Actor Showreel Tips from a Casting Director
Showreels are becoming a bare necessity, and many casting directors will skip over actors who don’t have one. The quality of the showreel is therefore just as important as the quality of your headshot. Invest into a professional one, and be careful about what you put in: if you’ve mostly done soaps but are hoping to switch to Shakespeare then you’re better off leaving those clips out. If you don’t have much to put into your showreel then film yourself doing a monologue – most directors would rather have something than nothing to go on, and it shows initiative.

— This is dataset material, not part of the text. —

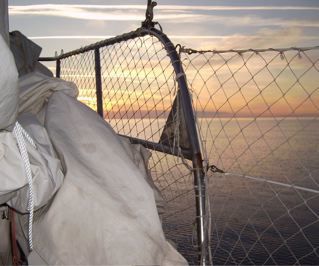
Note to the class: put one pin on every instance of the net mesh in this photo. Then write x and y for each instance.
(257, 114)
(139, 87)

What Casting Directors say:
A professional showreel – dear God, the showreels I have had to sit through… if I am not impressed within 15 seconds I will turn it off! The biggest flaw in showreels is over acting; it helps to use a professional director if you are making something specifically for your showreel. Use it as an opportunity to demonstrate diversity. 95% of reels I receive are very poorly put together. They shouldn’t be too long, we just need a taste of your ability as an actor, the suitability for the role will be determined at the audition/screen test
If an actor really wants to be taken seriously (by us at least) then they should have the good sense to avoid show-reels unless they can show themselves in a good light. Some actors think that a show-reel with lots or shouting and swearing is ‘acting’, and we get ones where people think they’re funny just because they are rude or crude. I would far rather see someone brilliantly handling Shakespeare (2 or 3 short clips, preferably from real productions), & musical theatre (again short clips of a live show), and leave us wanting to
see more. Some people seem to be intent on purging their demons on a show-reel and that’s more like therapy then acting.
My main piece of advice would be that actors absolutely must have a showreel that is of a reasonable quality. Personally, I won’t consider an actor that doesn’t have a showreel.
A showreel – when so many apply we just don’t have the time to even consider those without (it is like its own CV – don’t have one can’t have done much)
For me, the thing that made it ‘easier’ to shortlist was a good variety of example material from actors. For example: a voice reel, actor shot, production photos and a video. This allows you to really build up a good image of what that individual is like both as a an artist and as a person. For me this is far more useful than pages and pages of credits from shows I don’t know and parts I’ve never heard of!